でも――勝ちたい相手は、大好きな“彼”でもある。
その矛盾が胸をしめつけるようだった。
机の引き出しを開けると、小さなメモ帳がある。
そこには彼と初めて出会った日のこと、くだらない冗談、練習で笑い合ったことがびっしりと書かれていた。
「……勝って、ちゃんとぶつかるんだ」
瑞希は深呼吸して、目を閉じた。
◆
一方、律は街外れの公園に立っていた。
ステージ照明の代わりに、淡い月明かりが降り注ぐ。
風が髪を揺らし、耳元で「逃げるな」と囁いてくるようだった。
スマホには未送信のメッセージ。
『明日、絶対後悔させない。

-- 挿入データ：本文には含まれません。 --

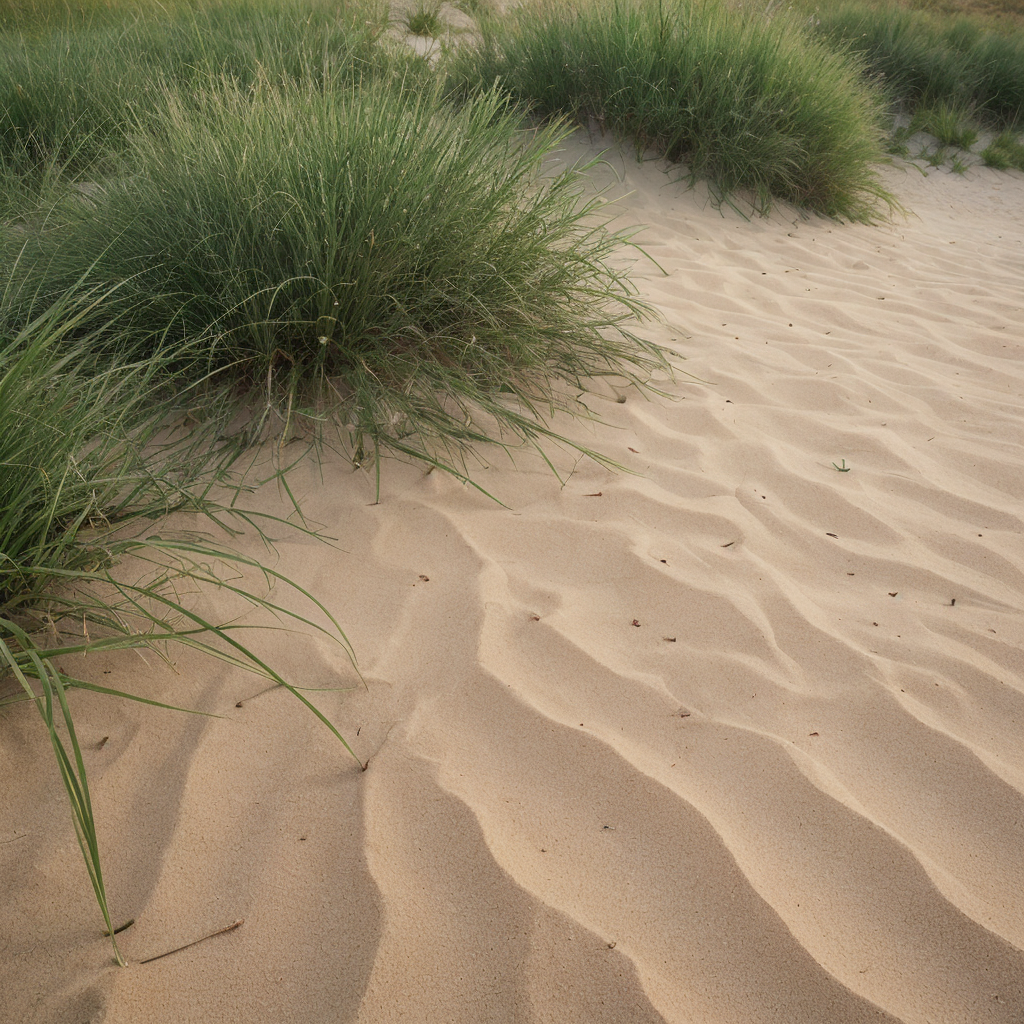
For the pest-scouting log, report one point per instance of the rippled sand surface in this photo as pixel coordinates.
(732, 738)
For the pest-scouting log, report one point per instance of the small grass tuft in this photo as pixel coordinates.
(752, 105)
(951, 126)
(426, 20)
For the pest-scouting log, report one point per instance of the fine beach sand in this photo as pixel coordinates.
(731, 738)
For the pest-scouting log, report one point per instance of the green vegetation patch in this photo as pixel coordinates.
(750, 103)
(920, 59)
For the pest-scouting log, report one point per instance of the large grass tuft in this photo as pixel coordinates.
(751, 104)
(375, 249)
(924, 60)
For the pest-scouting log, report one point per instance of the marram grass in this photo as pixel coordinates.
(750, 103)
(87, 462)
(377, 251)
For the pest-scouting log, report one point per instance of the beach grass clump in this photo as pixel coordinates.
(1006, 151)
(921, 59)
(376, 251)
(952, 127)
(89, 457)
(71, 95)
(751, 104)
(425, 20)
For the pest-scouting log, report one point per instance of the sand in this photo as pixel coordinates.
(733, 737)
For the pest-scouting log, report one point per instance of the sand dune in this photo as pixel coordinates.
(731, 738)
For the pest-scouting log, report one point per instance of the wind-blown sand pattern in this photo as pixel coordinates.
(735, 739)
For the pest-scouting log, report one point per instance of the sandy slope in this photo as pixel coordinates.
(733, 739)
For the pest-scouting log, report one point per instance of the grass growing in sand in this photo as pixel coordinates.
(267, 203)
(89, 457)
(206, 201)
(924, 60)
(374, 251)
(748, 102)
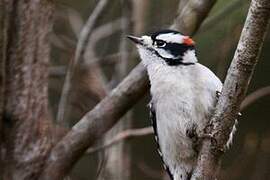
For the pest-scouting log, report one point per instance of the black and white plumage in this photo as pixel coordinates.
(184, 94)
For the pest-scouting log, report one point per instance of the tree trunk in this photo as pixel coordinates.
(25, 54)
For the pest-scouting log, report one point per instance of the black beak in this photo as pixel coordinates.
(136, 40)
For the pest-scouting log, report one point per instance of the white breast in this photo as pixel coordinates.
(182, 96)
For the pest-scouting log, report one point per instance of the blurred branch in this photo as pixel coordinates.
(250, 99)
(75, 21)
(227, 10)
(197, 10)
(254, 96)
(126, 134)
(109, 60)
(99, 33)
(81, 45)
(234, 89)
(99, 120)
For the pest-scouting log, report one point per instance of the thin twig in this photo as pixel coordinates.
(82, 42)
(227, 10)
(124, 135)
(256, 95)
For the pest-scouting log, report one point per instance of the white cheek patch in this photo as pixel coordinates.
(189, 57)
(163, 53)
(147, 40)
(171, 38)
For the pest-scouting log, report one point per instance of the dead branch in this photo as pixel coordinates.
(253, 97)
(227, 10)
(132, 133)
(82, 42)
(124, 135)
(197, 10)
(234, 90)
(96, 122)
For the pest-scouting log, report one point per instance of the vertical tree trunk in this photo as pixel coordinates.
(26, 121)
(117, 158)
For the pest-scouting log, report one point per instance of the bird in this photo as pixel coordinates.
(183, 97)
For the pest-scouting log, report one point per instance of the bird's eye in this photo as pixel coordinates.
(160, 43)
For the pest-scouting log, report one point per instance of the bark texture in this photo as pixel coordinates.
(26, 123)
(234, 90)
(196, 10)
(99, 120)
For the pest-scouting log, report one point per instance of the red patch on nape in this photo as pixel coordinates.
(188, 41)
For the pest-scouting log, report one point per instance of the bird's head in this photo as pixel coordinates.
(167, 46)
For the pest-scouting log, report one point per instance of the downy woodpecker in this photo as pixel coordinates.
(184, 94)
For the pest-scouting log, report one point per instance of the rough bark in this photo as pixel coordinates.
(117, 164)
(96, 122)
(196, 10)
(234, 90)
(26, 122)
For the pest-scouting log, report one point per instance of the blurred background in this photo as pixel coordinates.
(109, 57)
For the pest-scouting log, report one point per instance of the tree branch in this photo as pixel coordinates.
(234, 90)
(82, 42)
(196, 10)
(124, 135)
(251, 98)
(99, 120)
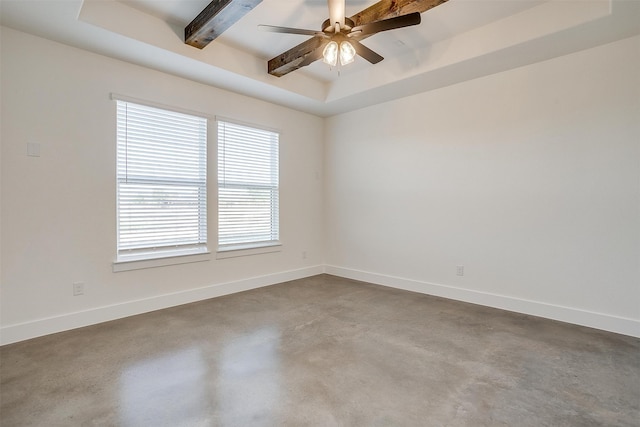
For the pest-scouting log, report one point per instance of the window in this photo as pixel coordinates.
(162, 183)
(248, 207)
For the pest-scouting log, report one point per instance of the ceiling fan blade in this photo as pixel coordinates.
(365, 52)
(287, 30)
(386, 24)
(336, 11)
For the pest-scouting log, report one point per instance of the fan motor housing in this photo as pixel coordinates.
(327, 27)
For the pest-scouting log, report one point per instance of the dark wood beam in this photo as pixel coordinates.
(386, 9)
(215, 19)
(290, 60)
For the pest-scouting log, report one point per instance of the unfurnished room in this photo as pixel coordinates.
(320, 213)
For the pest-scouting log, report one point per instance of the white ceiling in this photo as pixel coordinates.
(456, 41)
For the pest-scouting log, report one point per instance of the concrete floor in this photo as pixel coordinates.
(323, 351)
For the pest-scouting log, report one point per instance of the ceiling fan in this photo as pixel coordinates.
(339, 38)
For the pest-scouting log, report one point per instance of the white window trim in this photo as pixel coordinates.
(251, 248)
(170, 258)
(152, 259)
(234, 251)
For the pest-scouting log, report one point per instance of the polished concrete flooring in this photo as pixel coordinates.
(323, 351)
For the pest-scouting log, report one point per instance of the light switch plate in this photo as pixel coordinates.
(33, 149)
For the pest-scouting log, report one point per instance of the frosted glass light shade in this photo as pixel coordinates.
(347, 53)
(330, 54)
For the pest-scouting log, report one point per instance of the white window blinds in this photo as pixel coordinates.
(248, 206)
(162, 182)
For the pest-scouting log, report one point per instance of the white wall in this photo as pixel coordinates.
(58, 210)
(529, 178)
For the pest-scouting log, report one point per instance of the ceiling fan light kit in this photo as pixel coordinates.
(340, 38)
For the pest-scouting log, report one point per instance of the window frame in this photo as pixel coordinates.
(155, 257)
(236, 249)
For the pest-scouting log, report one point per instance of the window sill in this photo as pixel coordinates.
(124, 264)
(238, 251)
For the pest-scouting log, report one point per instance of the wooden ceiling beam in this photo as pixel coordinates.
(214, 19)
(290, 60)
(386, 9)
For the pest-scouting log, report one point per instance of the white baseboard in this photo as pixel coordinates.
(24, 331)
(602, 321)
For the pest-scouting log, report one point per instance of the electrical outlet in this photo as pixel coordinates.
(78, 289)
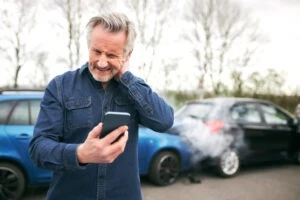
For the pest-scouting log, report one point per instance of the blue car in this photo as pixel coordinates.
(162, 156)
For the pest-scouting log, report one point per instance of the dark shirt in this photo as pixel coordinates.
(72, 105)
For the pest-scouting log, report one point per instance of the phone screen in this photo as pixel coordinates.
(113, 120)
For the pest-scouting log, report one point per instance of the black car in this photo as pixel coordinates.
(228, 131)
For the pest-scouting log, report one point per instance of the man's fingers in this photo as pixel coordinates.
(95, 132)
(112, 136)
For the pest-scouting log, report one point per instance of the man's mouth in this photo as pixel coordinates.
(102, 68)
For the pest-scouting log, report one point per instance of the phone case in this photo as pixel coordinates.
(113, 120)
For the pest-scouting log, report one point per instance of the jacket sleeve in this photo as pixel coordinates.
(45, 148)
(154, 112)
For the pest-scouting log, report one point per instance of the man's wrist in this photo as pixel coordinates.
(80, 156)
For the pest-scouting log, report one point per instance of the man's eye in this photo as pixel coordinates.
(112, 56)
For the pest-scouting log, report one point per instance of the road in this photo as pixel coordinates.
(272, 181)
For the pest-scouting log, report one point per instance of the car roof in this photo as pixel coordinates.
(227, 100)
(20, 94)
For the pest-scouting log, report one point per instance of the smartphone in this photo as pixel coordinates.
(113, 120)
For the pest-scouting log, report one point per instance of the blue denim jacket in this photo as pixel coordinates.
(73, 104)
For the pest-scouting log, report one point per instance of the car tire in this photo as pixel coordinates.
(165, 168)
(228, 163)
(12, 181)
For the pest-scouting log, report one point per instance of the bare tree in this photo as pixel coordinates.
(73, 26)
(72, 12)
(17, 22)
(220, 35)
(151, 20)
(270, 83)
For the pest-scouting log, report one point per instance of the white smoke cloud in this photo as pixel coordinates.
(203, 143)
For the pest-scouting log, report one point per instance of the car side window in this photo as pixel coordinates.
(245, 113)
(273, 115)
(20, 114)
(5, 108)
(34, 110)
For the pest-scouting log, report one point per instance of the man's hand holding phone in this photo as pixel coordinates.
(104, 150)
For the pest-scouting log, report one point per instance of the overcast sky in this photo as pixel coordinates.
(280, 20)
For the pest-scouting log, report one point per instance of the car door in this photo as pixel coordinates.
(278, 131)
(19, 129)
(249, 119)
(20, 126)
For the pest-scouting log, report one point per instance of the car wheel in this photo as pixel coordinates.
(165, 168)
(12, 181)
(229, 163)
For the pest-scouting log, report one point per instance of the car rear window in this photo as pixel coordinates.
(197, 111)
(5, 108)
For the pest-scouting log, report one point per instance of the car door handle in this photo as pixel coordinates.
(23, 136)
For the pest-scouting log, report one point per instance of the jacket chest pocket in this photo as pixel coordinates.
(123, 104)
(79, 112)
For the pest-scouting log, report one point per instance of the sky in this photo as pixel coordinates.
(279, 21)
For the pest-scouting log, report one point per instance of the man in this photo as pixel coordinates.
(66, 136)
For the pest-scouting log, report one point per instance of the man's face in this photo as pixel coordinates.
(106, 54)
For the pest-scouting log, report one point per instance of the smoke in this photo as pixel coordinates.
(203, 142)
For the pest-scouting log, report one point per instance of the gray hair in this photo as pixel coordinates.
(114, 22)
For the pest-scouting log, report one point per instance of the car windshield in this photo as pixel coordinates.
(195, 110)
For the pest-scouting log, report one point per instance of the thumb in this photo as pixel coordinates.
(95, 132)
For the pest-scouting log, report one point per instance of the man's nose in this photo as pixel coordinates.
(102, 61)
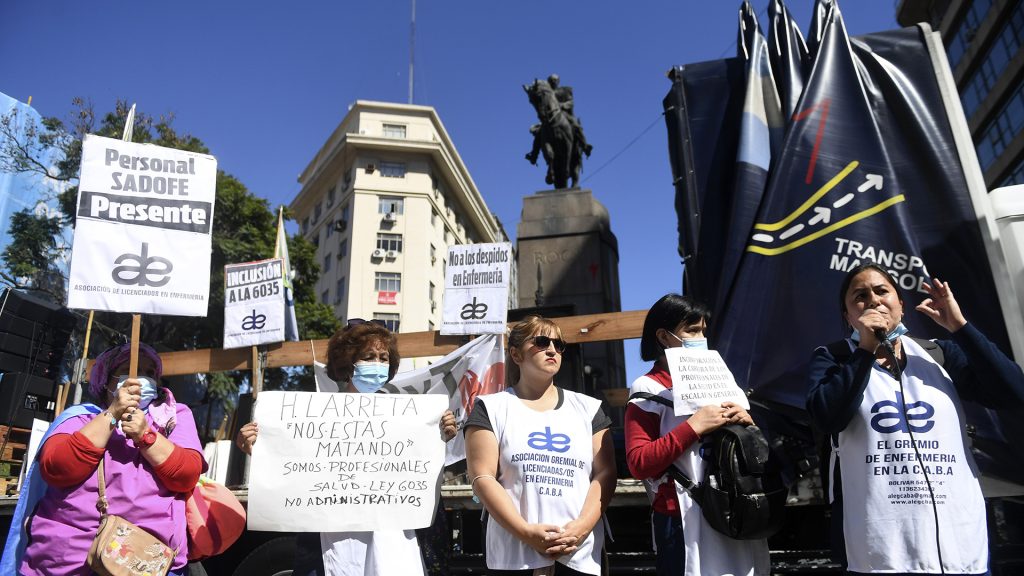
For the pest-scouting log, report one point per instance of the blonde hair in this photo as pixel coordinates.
(518, 334)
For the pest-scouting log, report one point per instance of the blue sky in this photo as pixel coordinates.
(264, 84)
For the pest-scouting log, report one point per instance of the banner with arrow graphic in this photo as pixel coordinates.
(863, 167)
(254, 303)
(476, 289)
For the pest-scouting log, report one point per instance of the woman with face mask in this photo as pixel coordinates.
(655, 439)
(360, 358)
(152, 458)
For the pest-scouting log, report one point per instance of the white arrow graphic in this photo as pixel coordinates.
(871, 180)
(821, 214)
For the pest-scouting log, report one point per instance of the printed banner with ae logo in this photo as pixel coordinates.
(254, 303)
(144, 223)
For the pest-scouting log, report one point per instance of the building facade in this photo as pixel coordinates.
(382, 200)
(984, 40)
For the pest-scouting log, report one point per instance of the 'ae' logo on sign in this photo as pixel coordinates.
(549, 441)
(145, 266)
(902, 417)
(254, 322)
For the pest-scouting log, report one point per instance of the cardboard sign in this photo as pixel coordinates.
(700, 377)
(254, 303)
(476, 368)
(476, 289)
(345, 462)
(144, 224)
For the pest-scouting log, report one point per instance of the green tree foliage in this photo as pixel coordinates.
(244, 230)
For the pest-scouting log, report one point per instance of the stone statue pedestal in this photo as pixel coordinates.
(568, 256)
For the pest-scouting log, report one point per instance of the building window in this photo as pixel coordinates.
(392, 170)
(391, 321)
(394, 205)
(389, 242)
(394, 131)
(339, 291)
(387, 282)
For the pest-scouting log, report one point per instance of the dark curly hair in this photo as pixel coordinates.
(344, 347)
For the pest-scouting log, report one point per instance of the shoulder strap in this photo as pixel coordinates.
(650, 397)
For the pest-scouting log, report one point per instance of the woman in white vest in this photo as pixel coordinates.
(656, 439)
(904, 486)
(541, 460)
(360, 358)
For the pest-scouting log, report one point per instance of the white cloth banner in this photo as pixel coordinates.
(353, 462)
(143, 229)
(474, 369)
(254, 303)
(700, 377)
(476, 289)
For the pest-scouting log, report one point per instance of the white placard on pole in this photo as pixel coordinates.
(143, 229)
(345, 462)
(700, 377)
(476, 289)
(254, 303)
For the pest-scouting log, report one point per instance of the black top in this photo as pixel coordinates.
(478, 417)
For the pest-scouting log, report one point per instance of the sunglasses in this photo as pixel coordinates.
(544, 341)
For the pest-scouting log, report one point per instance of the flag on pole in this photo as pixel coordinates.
(281, 251)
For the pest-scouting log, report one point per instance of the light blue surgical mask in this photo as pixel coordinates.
(368, 377)
(692, 343)
(898, 331)
(148, 391)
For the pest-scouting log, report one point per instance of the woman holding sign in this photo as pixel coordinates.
(361, 358)
(152, 459)
(542, 462)
(656, 439)
(906, 497)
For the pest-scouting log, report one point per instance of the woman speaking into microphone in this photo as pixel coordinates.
(904, 487)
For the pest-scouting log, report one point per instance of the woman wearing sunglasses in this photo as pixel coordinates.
(361, 358)
(542, 462)
(656, 439)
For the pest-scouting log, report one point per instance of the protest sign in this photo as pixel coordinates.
(254, 303)
(476, 289)
(345, 462)
(700, 377)
(143, 229)
(476, 368)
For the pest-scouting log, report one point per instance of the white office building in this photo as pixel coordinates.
(382, 200)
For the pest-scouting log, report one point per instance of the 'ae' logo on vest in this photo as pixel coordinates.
(549, 441)
(902, 416)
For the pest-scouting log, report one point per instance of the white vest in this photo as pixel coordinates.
(708, 550)
(544, 464)
(888, 521)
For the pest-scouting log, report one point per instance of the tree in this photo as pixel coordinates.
(244, 230)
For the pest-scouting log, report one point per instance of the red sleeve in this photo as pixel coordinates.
(646, 453)
(68, 459)
(180, 470)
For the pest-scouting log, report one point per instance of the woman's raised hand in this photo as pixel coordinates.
(941, 306)
(247, 437)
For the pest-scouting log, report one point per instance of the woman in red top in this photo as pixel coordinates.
(655, 439)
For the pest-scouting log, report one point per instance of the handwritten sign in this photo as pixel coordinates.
(476, 289)
(345, 462)
(700, 377)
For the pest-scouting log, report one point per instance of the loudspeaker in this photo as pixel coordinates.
(24, 397)
(33, 334)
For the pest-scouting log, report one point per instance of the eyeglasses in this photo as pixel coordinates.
(544, 341)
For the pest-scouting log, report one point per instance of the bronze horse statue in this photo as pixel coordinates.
(558, 137)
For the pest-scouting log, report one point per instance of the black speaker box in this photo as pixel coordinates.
(24, 397)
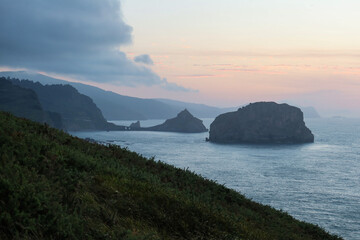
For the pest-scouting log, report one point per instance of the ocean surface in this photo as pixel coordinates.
(317, 183)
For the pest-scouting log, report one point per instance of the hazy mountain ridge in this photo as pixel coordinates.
(78, 111)
(119, 107)
(24, 102)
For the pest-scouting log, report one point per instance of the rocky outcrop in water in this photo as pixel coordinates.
(262, 122)
(184, 122)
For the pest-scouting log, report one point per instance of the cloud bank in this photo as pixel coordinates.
(77, 38)
(145, 58)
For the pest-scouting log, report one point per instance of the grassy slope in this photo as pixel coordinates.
(55, 186)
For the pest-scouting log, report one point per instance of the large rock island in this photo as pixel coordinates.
(184, 122)
(261, 122)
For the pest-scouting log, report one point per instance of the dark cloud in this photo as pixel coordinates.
(78, 38)
(145, 58)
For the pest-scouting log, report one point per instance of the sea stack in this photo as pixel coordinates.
(184, 122)
(261, 122)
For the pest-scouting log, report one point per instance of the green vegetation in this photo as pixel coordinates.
(54, 186)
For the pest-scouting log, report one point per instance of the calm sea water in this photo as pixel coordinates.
(317, 183)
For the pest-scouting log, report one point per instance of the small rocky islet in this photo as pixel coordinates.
(260, 123)
(184, 122)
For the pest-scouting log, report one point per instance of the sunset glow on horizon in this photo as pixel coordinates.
(234, 52)
(222, 53)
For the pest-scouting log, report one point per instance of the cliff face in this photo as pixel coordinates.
(77, 110)
(183, 122)
(262, 122)
(24, 102)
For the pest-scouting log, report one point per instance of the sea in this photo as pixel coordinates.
(317, 182)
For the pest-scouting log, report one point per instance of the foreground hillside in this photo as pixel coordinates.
(54, 186)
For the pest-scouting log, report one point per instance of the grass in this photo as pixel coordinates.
(55, 186)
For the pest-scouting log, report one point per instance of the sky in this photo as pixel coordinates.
(223, 53)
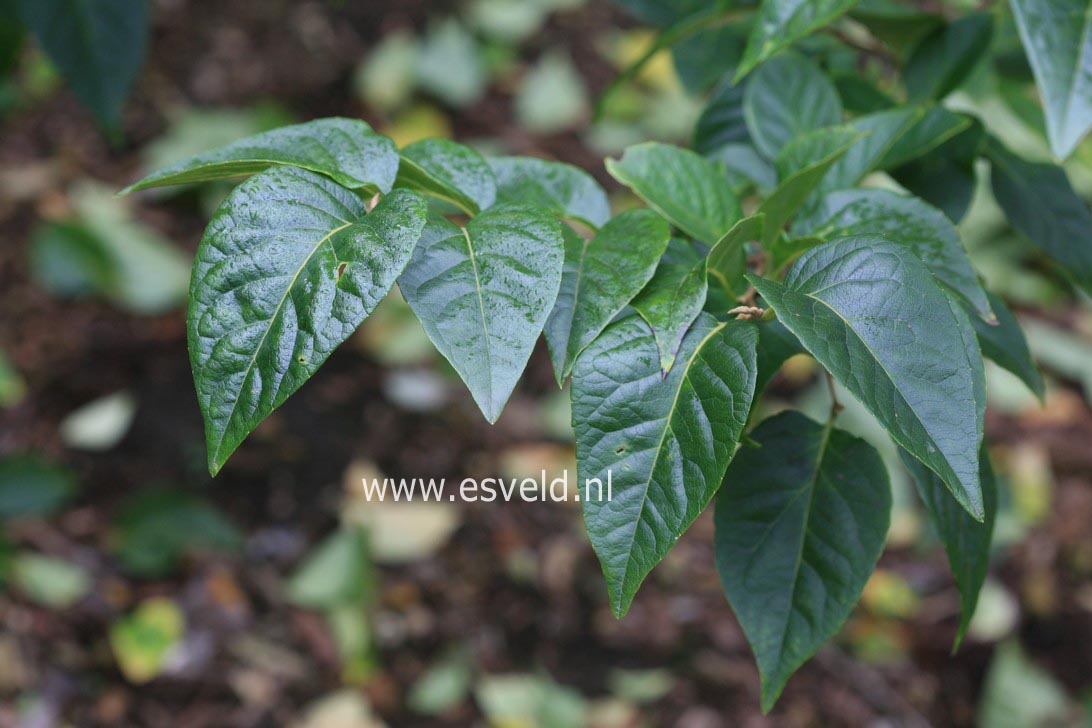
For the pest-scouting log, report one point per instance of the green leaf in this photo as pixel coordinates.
(702, 59)
(944, 177)
(484, 291)
(339, 572)
(775, 346)
(800, 522)
(929, 132)
(157, 528)
(601, 276)
(673, 298)
(659, 445)
(32, 487)
(722, 120)
(727, 261)
(873, 314)
(802, 164)
(880, 132)
(1040, 202)
(347, 151)
(1057, 36)
(965, 539)
(944, 59)
(97, 45)
(564, 189)
(50, 582)
(781, 23)
(787, 97)
(1005, 343)
(143, 641)
(686, 189)
(287, 269)
(448, 170)
(911, 223)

お前に勝つから』
送信ボタンを押そうとして、指が止まる。
「勝つ……なんて、言える立場かよ」
笑いながらも、心臓が痛いほど鳴っていた。
それでも律は、夜空を見上げる。
明日はきっと、今までで一番“本気”の自分になる。
誰のためでもなく――自分のために。
◆
そして、それぞれの夜が、静かに進んでいく。
誰も知らない場所で、誰も知らない涙と決意が生まれていた。
夜明けがくるまでの、ほんの短い時間。
それはまるで、嵐の前の静けさのようだった。
――運命のステージまで、あと数時間。